Audi is keener to focus on the RS’s established appeal as flag-bearer for the TT line-up, a role for which it has been visibly bulked up. Doubtless the enlarged air intakes and fixed rear spoiler serve to assist a more efficient intercooler and lustier aero, but their aggressive appearance pays greater dividends when it comes to the model’s market position.
Ditto the interior, which, like the cheaper variants of the TT, is a wall-to-wall triumph. Audi’s easy-on-the-eye Virtual Cockpit system is standard, as are the plush sport seats and an RS steering wheel that for the first time features satellite controls in addition to the S tronic’s paddles: there's one to toggle through Audi’s drive select system, the other to thumb the five-pot into life.
The latter is the same red button used in the R8 to spark that car's V10, and while the TT RS’s in-line powerplant is literally half the lump, it generates an outsized charisma from its idiosyncratic 1-2-4-5-3 firing sequence. While it is no surprise to find the raggedy, wonderfully corrupted heartbeat familiar (helpfully embellished by an optional sports exhaust), the initially faithful replication of its predecessor’s performance is a little more unexpected.
Clearly 354lb ft from 1700rpm is sufficient to have the TT rolling readily forward, but the RS’s warbling mid-range (where you’ll spend most time) feels no more productive than the last time around. It's a consequence of only a very modest rise in peak torque (just 12lb ft), not to mention a carried-over tendency to feel a bit stodgy when the dual-clutch transmission is left to its own fuel-saving devices.
Neck-wringing, then, is required to have the RS flinging out demonstratively greater speed. Its advantage resides in the 1150rpm of the new engine’s final throe: a greased slither of forcefulness that, while endearing, is rarely encountered on the road beyond the first three of the gearbox’s seven ratios.

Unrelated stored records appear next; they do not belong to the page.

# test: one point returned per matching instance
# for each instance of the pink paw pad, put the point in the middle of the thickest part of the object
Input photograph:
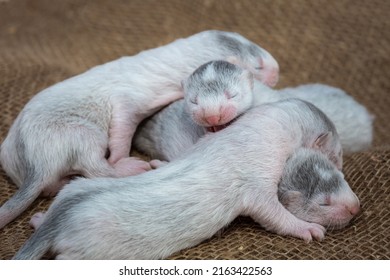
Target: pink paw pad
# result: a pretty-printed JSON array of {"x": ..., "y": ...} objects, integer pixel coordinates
[{"x": 155, "y": 163}]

Naturally, that has more to do with overloading national limits than upsetting the drivetrain, which deadpans the extra grunt with the usual sticky aplomb. It is the palpable lack of squirm and squirrel to which Audi is referring when it uses the word ‘precision’ to describe quattro’s ground-covering abilities, and the RS evinces this failsafe quality from start to finish.
To its credit, the RS’s marginal enhancements do add up to an incremental improvement. Slightly lighter over the nose, endowed with additional camber on tailored P-Zero rubber and, in this case, wearing optional 20in wheels, the car turns in a little more sharply (‘agility’ being another quattro watchword) and, courtesy of a torque vectoring system that works hard enough to eventually overheat the put-upon brakes, it grips even more tenaciously than its predecessor managed.
Even the passive ride, an inevitably very firm but not meanly damped washboard, was generally acceptable in Spain (more so, in fact, than the oddly inconsistent Magnetic alternative). Nevertheless, once again, Audi’s concept of ‘precise’ and ‘agile’ doesn’t seek to include an ounce of real, teeth-sinkable fun beyond the physicality of either its naked speed or blunt adhesiveness.
So while it may be technically capable of dispensing 100% of its available torque to the hind quarters, the RS rarely seems inclined to do so; nor does it permit a morsel of genuine clarity to ascend the mighty sinew of its steering column. As with the RS3, coaxing a gently enlivening sense of neutrality from the otherwise front-end-preoccupied drivetrain is all too often the best a keen driver can hope for - and it's a pale shadow of the nuanced relationship a Cayman owner can expect to forge with the 718’s cultivated chassis.